HB- Exactement, les expériences, qui se déroulent selon un protocole prédéfini et préalablement accepté par les deux parties (les candidats et nous-mêmes), ont toutes mis en évidence que les phénomènes annoncés ne se produisaient absolument pas.
LG- Est-ce que les conditions d'expérimentation sont susceptibles de nuire aux effets de pouvoirs qui manquent peut-être de régularité dans leurs effets ?
HB- Non, les conditions d'expérimentation correspondent toujours au double aveugle de manière à "isoler" l'objet de l'expérience des expérimentateurs et les médiums ou sujets-psi candidats n'entreprennent l'expérience que lorsqu'ils estiment eux-mêmes que toutes les conditions sont favorables à l'apparition du phénomène "paranormal".
LG - Avec un tel enjeu on peut craindre qu'un trucage soit mis en œuvre par un escroc. Craignez vous ce risque ? Et avez-vous déjà démasqué des escrocs ?
HB - Le risque existe bel et bien et il faut l'assumer, c'est pour cela que les conseils des illusionnistes de l'équipe du labo nous sont très précieux. Des escrocs, nous en avons déjà rencontré, mais d'une part jusqu'à présent, ils ont été moins malins que nous et puis, ils ne sont pas nombreux, la très grande majorité des gens qui s'attaquent au Défi sont de bonne foi; il n'y a quasiment pas eu de tentative de trucage.
LG- Mais alors, est-il possible que le mystificateur soit aussi son premier client ? Voilà une information qui bouleverse complètement un préjugé que personnellement, j'aurais eu tendance à éprouver.
HB - Effectivement, il n'y a pas d'un côté les mystificateurs et de l'autre les crédules. Crédulité et (auto)mystification habitent couramment le même individu.
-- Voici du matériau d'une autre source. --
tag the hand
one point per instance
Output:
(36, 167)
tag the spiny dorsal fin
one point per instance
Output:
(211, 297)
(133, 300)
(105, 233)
Il y a certainement matière à intéresser les psychologues, et d'ailleurs aussi tous les autres spécialistes des sciences humaines. Les portes d'une coopération interdisciplinaire leurs sont largement ouvertes. La zététique intéresse le physicien mais elle ne lui est pas exclusivement réservée.
LG - Peut-on conserver cette idée d'ouverture et de décloisonnement entre les spécialités de la connaissance comme une introduction à la lecture de votre article intitulé "Les Prisons de l'esprit » ?
HB- Ce décloisonnement est une nécessité. En effet, analyser la croyance ou les croyances comme - entre autres - conséquence ou produit d'un processus de sociabilisation, comme explication du monde donnant un sens à la vie, comme réconfort psychologique et support social ou comme alibi à certains comportements demande effectivement un décloisonnement et une approche interdisciplinaire. Et il en est ainsi pour l'ensemble des sujets relevant du "paranormal", même pour ceux qui semblent relever uniquement du domaine du physicien.
Les prisons de l'esprit sont malheureusement beaucoup plus répandues que ce que l'on suppose en général. Raison de plus pour prôner un développement important de la zététique.